Saturday, December 12, 2015

3186 - Saturday jokes


What do ISIS and Little Miss Muffet have in common?
They both have Kurds in their way.


Donald Trump is proof that internet comments can turn into a human and run for a president.


My husband called me a cow when I was lactating.
I hope there's some women on my parole board.


Medical Definitions Definition

Artery The study of paintings.
Bacteria Back door to cafeteria
Barium What doctors do when patients die.
Benign What you be after you be eight.
Cesarean Section   A neighborhood in Rome.
Catscan Searching for kitty.
Cauterize Made eye contact with her.
Colic             A sheep dog.
Coma            A punctuation mark.
D & C         Where the White House is.
Dilate To live long.
Enema Not a friend.
Fester Quicker than someone else.
Fibula A small lie.
Genital Non-Jewish person.
G. I. Series      World Series of military baseball.
Hangnail What you hang your coat on.
Impotent Distinguished, well known.
Labor Pain         Getting hurt at work.
Medical Staff A Doctor's cane.
Morbid A higher offer than I bid.
Nitrates Cheaper than day.
Node              Was aware of.
Outpatient         A person who has fainted.
Pap Smear         A fatherhood test.
Pelvis Second cousin to Elvis.
Post Operative A letter carrier.
Recovery Room Place to do upholstery.
Rectum Darn near killed him.
Secretion Hiding something.
Seizure Roman emperor.
Tablet A small table.
Terminal Illness Getting sick at the airport.
Tumor More than one.
Urine             Opposite of you're out.
Varicose Nearby, close by.
Vein              Conceited


"Son, I don't think you're cut out to be a mime."
"Was it something I said?"


A man receives a phone call from his doctor. The doctor says, "I have some good news and some bad news." The man says, "OK, give me the good news first." The doctor says, "The good news is, you have 24 hours to live." The man replies, "Oh no! If that's the good news, then what's the bad news?" The doctor says, "The bad news is, I forgot to call you yesterday."

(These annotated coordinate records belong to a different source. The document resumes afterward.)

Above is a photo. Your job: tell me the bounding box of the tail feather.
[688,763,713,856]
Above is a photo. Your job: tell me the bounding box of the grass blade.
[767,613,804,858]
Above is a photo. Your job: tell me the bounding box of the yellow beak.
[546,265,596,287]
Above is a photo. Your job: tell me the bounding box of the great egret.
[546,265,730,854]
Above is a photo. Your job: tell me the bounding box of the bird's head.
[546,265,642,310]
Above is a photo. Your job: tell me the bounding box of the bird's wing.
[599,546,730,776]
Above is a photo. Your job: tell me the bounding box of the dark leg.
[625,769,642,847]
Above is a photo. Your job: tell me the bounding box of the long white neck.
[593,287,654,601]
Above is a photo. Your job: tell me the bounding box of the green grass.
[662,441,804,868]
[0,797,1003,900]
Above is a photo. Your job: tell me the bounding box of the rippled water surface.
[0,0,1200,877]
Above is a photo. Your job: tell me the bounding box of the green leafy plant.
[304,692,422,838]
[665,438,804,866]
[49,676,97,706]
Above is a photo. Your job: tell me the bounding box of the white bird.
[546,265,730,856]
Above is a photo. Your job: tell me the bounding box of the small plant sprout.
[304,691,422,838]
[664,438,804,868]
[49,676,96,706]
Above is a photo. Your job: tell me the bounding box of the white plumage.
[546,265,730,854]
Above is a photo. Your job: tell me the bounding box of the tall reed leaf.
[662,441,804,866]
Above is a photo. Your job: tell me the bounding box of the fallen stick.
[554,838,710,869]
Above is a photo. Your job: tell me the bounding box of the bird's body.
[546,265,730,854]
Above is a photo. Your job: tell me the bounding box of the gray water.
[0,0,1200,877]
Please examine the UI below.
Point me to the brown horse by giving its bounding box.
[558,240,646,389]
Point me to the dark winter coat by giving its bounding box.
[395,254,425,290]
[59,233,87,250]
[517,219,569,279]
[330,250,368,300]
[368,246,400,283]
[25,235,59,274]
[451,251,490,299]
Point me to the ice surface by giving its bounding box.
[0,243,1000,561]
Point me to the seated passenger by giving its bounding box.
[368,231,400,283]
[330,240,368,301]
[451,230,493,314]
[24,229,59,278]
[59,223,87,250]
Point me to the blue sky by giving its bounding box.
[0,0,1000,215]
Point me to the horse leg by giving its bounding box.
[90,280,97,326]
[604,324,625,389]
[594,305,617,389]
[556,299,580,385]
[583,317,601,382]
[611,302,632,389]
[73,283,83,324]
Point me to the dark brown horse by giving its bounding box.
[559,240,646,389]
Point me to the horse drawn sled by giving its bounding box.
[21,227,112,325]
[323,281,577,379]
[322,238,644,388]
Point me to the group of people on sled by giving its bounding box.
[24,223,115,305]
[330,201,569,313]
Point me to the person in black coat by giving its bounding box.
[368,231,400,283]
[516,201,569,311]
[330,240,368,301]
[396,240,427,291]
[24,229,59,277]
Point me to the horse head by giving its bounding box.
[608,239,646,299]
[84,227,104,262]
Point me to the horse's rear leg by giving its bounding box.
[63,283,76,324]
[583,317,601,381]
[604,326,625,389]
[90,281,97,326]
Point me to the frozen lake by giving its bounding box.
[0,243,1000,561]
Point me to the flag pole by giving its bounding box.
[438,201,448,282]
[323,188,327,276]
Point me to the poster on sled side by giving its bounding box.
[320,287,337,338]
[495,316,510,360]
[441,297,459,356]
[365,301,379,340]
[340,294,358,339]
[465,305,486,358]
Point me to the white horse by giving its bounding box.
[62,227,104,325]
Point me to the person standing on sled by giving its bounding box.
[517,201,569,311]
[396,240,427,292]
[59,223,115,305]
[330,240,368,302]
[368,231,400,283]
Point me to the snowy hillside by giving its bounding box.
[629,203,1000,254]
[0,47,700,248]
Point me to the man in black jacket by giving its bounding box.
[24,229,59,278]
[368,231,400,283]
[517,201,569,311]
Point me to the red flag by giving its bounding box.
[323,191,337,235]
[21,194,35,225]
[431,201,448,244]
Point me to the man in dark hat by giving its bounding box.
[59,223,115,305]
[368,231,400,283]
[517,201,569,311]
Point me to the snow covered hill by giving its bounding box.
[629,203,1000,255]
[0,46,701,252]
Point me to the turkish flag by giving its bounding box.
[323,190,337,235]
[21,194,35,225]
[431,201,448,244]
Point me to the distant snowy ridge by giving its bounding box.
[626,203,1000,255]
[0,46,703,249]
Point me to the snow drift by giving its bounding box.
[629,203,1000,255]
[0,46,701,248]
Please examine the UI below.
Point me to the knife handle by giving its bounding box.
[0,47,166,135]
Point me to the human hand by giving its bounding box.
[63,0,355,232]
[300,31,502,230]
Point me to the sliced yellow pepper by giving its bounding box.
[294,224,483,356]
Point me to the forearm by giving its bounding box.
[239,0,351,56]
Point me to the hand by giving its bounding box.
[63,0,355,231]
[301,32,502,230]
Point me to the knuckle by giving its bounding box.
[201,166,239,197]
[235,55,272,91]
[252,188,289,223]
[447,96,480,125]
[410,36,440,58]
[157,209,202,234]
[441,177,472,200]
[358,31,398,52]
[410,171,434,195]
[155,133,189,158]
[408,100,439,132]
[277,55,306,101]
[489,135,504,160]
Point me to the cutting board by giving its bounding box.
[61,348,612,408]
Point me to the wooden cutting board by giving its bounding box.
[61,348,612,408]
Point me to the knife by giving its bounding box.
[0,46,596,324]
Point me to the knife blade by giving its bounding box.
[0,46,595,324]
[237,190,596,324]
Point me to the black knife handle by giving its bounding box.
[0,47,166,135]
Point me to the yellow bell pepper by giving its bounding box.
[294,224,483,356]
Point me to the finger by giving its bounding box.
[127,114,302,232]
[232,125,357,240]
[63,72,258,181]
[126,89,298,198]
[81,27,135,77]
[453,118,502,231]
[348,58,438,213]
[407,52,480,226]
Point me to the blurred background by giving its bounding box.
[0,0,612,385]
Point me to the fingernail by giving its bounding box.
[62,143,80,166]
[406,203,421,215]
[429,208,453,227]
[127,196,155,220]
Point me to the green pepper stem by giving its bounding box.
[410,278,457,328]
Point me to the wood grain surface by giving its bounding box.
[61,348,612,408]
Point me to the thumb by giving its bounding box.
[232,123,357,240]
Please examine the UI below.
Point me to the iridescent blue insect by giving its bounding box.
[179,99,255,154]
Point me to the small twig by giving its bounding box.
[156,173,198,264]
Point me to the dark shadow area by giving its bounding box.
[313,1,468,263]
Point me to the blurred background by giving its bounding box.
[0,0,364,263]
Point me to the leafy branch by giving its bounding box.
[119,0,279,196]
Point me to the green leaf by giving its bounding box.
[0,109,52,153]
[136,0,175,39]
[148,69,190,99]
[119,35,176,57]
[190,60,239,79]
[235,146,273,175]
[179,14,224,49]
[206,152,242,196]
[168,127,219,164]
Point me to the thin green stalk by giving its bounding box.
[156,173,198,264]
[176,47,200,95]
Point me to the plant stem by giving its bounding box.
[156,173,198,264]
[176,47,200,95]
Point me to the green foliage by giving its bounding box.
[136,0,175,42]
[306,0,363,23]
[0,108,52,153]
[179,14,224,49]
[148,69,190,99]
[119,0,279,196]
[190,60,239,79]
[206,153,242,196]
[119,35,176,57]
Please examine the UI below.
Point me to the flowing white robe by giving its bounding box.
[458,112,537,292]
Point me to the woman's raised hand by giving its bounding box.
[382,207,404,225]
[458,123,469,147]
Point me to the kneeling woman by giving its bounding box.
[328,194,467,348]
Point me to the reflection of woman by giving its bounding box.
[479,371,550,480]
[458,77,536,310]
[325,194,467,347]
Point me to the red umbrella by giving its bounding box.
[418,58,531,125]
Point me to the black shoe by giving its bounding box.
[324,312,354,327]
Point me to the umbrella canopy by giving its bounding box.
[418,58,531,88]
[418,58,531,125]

A Japanese woman went to the bank to exchange yen to US dollars.
The teller gave her $100.
A few weeks later, she gave the teller the same amount of yen, but she was given only $90.
She said, "What wrong? I give yen, yu only give 90 dorrah?!"
The teller shrugged and said, "Fluctuations?"
The woman said, "Well fluck yu white peopre too."


It's disappointing that the word "stealth" doesn't have a silent letter in it. If it did it should be subtle.


"I'm thinking of running a marathon again." I told my friend.
"You've run a marathon before?" she asked.
I said, "No, but I've thought about it before."


What does a polish bride get on her wedding night that's long and hard?
A new last name.


1 comment:

Grand Crapaud said...

The Polish bride one is outstanding.